Friday, January 30, 2015

Job Drift

I am struggling to remember that my role as carer does not make me a comprehensive mediator between my wife and the world.

There are some interfaces I need to handle, and some I can't, or shouldn't. I need to cut her meat in the restaurant, or set a pick for her in Costco, but that doesn't mean that I need to explain her behavior to friends or strangers, or try to protect her from her own impulses.

After so many years together, I feel a little joint ownership of K's opinions, plans and actions. I expect them to be familiar, even if they're uncomfortable. Cancer has changed that. The disease, the treatment, and the angst are pushing her to new, more-extreme places. And when she acts from those places, my comfort and my joint ownership are challenged. No, they're gone. My impulse is to apologize, to explain, to mediate, to do anything to get us out of an uncomfortable situation.

I am a conflict averse person. I am professionally tasked to interpret conflict and turn it into progress. Pain to progress.

Here, in Cancer, there is no progress. The roots of the pain are deep in intractable disease. The best I can do is be mindful and watch for caring opportunities. Not opportunities to avoid conflict, or to explain K away for other people, but the opportunity to provide true comfort. Easier said than done.

Friday, January 23, 2015

Mr. In Between

When she's down, I need to be up. And when she's up, I want to be up. All this up is getting me down. I can't sustain the pace.

I write about this because it seems paradoxical that when her side effects are under control and her cancer is temporarily being quiet, I still feel like I should curl up in a ball and sleep for a week or two.  She, on the other hand, is bouncing around and reveling in reduced pain and somewhat-less-imminent death. It may only be the metastatic-cancer-lady-with-1.5-lungs equivalent of bouncing around, but it is still not the same as a nap.

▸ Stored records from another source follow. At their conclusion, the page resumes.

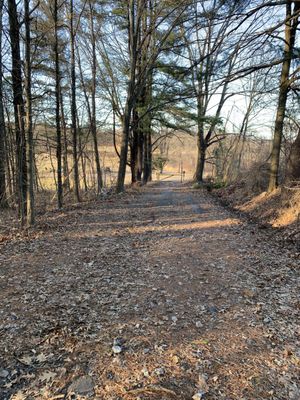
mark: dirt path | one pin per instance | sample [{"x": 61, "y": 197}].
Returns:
[{"x": 158, "y": 295}]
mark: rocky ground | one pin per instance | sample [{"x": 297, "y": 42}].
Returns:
[{"x": 160, "y": 294}]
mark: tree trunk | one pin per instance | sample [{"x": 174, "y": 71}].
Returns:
[
  {"x": 2, "y": 125},
  {"x": 73, "y": 103},
  {"x": 200, "y": 144},
  {"x": 57, "y": 110},
  {"x": 66, "y": 173},
  {"x": 21, "y": 172},
  {"x": 133, "y": 36},
  {"x": 293, "y": 171},
  {"x": 29, "y": 129},
  {"x": 290, "y": 34},
  {"x": 93, "y": 113}
]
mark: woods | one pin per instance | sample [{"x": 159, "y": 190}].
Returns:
[{"x": 134, "y": 74}]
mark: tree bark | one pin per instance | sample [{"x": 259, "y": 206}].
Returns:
[
  {"x": 2, "y": 125},
  {"x": 290, "y": 34},
  {"x": 29, "y": 129},
  {"x": 93, "y": 111},
  {"x": 18, "y": 101},
  {"x": 73, "y": 104},
  {"x": 57, "y": 110}
]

I feel bad that I can't match her, with a spring in my step and a song in my heart. The sense of relief is eluding me. Upon reflection staying average is he great goal of the caring marathon. Not so low in the lows (spending), not so high in the highs (saving) -- playing the "long game." Still, when she wants to play, I have to crank up my excitement and just try to be happy, which is an effort. If I don't keep up, I can see that I am mystifying her and hurting her feelings.

Thursday, January 8, 2015

Lacuna

I think that my period of silence can be traced to a combination of intensely disturbing, if fleeting, episodes in the PSYWAR, rapid changes in my own moods and feelings, and a total absence of "me" time. Today I finally broke down and just wandered out of work for a couple of hours to experience idleness.

K has finished a 3rd round of Xeloda. Its side effects (HFS & nausea) are mounting, but it also seems to have given her back her lung capacity. At least it seems reasonable for me to believe that her revitalized breathing is due to some abatement of her mets caused by the X poison. The nice thing about X is that it can be easily titrated, and at least one paper relates that reducing the dose does not reduce the benefit. Long may it reign.

But more about me: rather than supporting me faithfully in my roles as carer, breadwinner, father, husband, son, brother and synagogue VP, my body is now rebelling. Prostatitis, hemorrhoids and backache have joined a tension headache that has been my own for decades. In some sense, this gives me a tiny taste of what it's like to be chronically ill, but any gains in my caring ability caused by this increased empathy are most likely cancelled out by loss of efficiency and general whininess. (You'll say "take care of yourself," and I am doing my best to exercise, eat and sleep, but there are limits to the benefits of even those magical tonics.)

One of my holiday visitors suggested that an effect of the PSYWAR (in which carer becomes enemy and is fiercely attacked) is for the carer to experience firsthand a degree of the disorientation and hopelessness experienced by the patient. It's another way of fine tuning empathy, if you can survive it. Fortunately the past two weeks have been free of this difficulty; carer and patient are working together as a team, struggling through the days.

And so I find myself bunking off work, doing yoga in the gym, soaking in the hot tub, and blogging in Starbucks. Feels good, actually.